In several cases, the Committee and/or the Governing Council have mandated a legal expert to observe part of the trial proceedings against a parliamentarian whose situation is under examination by the IPU. In all such cases, the expert has drawn up a report which highlights the extent to which fair trial guarantees have been respected. After sharing the report with the authorities and the source, the Committee and the Governing Council decide whether or not to endorse the expert's conclusions and recommendations.
Follow-up, including parliamentary action
One of the most original and dynamic aspects of the procedure is that a case remains on the agenda of the Committee and, if it is examined under its public procedure, of the Governing Council, until a satisfactory settlement has been reached. Moreover, all member parliaments are invited to help bring about such a result, on the basis of the principle of parliamentary solidarity, where it concerns the public resolutions adopted by the Governing Council.

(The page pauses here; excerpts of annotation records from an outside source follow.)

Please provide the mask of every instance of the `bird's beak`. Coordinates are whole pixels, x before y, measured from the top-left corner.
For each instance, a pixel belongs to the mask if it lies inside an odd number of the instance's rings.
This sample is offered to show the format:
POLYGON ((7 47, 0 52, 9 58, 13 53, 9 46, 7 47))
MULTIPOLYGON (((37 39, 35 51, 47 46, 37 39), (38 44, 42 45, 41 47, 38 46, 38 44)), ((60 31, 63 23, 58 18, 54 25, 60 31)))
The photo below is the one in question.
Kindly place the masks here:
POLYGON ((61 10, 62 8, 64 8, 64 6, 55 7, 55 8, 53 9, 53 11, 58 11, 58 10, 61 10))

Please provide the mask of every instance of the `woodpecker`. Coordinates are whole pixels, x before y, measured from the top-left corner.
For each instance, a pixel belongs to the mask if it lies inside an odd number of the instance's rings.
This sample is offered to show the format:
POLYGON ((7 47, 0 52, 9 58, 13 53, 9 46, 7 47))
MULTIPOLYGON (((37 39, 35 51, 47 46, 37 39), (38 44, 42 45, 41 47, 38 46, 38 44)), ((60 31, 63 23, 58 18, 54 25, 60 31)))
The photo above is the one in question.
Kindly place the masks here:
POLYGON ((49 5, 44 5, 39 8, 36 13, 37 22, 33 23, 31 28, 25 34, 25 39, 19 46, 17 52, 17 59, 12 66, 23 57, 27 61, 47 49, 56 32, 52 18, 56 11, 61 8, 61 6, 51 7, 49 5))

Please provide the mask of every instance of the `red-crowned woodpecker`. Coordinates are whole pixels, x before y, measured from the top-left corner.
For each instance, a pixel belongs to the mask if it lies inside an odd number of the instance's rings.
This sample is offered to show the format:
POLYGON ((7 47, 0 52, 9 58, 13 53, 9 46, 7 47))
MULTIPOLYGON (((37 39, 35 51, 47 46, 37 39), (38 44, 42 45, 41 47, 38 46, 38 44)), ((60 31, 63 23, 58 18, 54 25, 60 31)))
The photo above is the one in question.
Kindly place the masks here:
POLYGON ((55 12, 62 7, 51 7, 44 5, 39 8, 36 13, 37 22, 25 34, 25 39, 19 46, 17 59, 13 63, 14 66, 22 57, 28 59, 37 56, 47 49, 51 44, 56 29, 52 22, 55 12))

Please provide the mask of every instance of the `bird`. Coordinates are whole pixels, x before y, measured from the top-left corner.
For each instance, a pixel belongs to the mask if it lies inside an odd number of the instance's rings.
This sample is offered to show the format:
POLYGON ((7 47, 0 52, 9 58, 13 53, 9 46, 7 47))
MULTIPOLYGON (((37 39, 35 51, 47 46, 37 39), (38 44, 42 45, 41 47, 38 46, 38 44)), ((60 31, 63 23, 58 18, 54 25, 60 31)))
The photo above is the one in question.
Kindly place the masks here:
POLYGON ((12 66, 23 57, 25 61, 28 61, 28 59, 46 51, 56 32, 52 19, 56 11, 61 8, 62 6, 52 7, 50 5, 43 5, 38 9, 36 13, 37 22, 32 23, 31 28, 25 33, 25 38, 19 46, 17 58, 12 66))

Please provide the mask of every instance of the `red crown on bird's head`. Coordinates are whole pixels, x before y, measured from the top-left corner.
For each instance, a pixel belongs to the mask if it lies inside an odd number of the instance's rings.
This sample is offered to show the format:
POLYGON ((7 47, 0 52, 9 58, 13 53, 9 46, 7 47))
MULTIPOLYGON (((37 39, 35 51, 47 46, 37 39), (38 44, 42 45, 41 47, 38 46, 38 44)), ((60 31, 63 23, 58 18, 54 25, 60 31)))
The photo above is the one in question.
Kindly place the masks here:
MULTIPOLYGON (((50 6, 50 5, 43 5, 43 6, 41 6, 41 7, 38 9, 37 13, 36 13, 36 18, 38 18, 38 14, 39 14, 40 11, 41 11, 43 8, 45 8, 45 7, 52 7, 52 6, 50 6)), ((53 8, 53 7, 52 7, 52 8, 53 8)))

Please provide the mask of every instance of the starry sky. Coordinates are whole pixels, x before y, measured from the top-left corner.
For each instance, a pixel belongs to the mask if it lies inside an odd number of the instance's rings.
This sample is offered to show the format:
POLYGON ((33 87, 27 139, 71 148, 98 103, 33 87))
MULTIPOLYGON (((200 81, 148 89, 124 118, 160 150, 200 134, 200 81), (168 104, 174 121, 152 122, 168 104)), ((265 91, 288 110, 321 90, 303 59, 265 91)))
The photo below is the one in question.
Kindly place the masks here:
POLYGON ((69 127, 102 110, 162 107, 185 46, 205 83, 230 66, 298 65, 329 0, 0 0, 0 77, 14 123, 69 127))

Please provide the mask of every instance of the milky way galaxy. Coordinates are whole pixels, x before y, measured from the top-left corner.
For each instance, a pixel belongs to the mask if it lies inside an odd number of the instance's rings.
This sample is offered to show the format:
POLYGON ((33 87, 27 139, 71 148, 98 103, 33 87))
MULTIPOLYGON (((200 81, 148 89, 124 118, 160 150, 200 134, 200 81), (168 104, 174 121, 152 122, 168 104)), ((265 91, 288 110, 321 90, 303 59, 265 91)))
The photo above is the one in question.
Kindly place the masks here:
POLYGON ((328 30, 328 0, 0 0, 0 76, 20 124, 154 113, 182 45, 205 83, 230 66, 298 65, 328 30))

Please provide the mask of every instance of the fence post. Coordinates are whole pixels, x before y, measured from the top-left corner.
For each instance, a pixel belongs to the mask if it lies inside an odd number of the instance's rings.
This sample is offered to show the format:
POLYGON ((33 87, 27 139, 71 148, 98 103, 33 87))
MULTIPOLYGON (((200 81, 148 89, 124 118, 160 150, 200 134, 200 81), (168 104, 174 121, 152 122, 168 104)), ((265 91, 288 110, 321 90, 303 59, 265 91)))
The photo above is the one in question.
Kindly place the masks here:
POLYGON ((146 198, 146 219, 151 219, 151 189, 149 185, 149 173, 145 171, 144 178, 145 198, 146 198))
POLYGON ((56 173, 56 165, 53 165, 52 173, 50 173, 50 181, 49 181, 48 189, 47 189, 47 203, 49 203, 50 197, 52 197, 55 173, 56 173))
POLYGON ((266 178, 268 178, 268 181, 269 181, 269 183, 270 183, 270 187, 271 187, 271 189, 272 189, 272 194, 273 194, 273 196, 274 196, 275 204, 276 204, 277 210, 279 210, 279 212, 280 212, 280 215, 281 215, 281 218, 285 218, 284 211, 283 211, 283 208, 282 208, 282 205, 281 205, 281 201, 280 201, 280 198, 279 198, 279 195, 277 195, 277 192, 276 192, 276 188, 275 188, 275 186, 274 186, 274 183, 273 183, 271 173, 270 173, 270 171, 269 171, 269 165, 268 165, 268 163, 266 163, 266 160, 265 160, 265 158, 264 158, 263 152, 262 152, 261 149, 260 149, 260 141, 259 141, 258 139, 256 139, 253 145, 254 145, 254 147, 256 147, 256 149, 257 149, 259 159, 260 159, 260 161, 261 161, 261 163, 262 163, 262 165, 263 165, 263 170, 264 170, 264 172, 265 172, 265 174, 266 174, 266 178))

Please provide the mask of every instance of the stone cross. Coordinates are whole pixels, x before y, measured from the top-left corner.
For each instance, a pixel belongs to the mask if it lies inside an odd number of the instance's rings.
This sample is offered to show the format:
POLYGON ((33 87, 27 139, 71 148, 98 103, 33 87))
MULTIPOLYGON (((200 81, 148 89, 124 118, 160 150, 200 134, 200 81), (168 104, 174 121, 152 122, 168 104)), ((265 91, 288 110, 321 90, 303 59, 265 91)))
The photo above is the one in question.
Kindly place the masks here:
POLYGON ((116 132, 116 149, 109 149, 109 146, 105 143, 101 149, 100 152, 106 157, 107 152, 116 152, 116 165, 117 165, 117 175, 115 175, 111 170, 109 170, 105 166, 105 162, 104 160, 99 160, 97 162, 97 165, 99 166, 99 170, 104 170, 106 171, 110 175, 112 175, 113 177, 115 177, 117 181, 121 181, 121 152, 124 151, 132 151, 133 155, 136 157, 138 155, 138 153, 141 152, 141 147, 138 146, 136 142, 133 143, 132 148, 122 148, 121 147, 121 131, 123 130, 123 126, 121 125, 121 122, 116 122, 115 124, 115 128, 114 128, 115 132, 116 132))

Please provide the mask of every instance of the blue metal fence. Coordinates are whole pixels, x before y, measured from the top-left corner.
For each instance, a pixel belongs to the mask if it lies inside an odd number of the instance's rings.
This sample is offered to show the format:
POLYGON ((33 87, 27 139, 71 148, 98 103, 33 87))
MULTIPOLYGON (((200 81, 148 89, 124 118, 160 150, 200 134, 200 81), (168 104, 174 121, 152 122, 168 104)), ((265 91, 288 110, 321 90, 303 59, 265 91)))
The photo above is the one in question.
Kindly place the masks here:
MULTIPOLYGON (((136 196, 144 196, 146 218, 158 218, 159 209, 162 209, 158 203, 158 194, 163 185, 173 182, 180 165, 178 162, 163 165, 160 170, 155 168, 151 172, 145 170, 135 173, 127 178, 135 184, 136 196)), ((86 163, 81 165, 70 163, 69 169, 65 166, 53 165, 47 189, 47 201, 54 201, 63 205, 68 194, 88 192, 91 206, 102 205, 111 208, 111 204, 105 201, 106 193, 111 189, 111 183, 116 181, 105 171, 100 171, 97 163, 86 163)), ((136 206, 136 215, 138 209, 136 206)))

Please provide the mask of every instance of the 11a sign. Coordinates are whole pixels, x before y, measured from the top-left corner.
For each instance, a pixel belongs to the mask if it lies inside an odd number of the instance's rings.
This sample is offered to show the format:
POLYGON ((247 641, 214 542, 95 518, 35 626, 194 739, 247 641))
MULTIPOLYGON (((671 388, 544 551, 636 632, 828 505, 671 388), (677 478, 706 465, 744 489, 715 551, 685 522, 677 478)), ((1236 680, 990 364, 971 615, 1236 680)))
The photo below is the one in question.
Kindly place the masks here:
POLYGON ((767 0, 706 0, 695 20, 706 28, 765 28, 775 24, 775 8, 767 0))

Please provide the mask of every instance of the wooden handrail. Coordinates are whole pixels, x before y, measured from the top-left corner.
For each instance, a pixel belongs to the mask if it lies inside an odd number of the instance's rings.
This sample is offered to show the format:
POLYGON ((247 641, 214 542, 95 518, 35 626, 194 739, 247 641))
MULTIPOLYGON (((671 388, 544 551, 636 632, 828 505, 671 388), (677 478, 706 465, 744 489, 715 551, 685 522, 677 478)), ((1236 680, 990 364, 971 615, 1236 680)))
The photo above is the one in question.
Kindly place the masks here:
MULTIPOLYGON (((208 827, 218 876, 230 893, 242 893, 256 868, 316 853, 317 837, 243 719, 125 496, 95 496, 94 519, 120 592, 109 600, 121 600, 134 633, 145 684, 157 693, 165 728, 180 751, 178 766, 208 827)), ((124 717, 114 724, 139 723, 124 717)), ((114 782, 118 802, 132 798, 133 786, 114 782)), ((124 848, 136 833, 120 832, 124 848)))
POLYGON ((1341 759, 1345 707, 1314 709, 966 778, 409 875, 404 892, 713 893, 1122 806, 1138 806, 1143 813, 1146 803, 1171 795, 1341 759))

Depending on circumstances, parliamentary action may take the following forms:
- Notifying Parliament and the Ministry of Foreign Affairs of the concerns of the Union with regard to the situation of a particular parliamentarian, possibly with a call for representations to the authorities of the country in question;
- Directly approaching the ambassador of the country concerned in the capital;
- Requesting the intervention of the ambassador in the country concerned;
- Sending a parliamentary delegation to the country concerned, whenever this appears to be appropriate, or taking advantage of a parliamentary visit to raise the matter in question;
- Establishing contacts, during inter-parliamentary conferences, between the parliamentarians of various countries and those representing a country in which a case is under examination by the Governing Council;
- Making use of the media;
- Where appropriate, supplying direct material and legal support for the victim;
- Transmitting to the Committee on the Human Rights of Parliamentarians the information gathered on a particular case and the results of the action undertaken.
The Committee's experience has shown time and again that such forms of parliamentary action can be very efficient.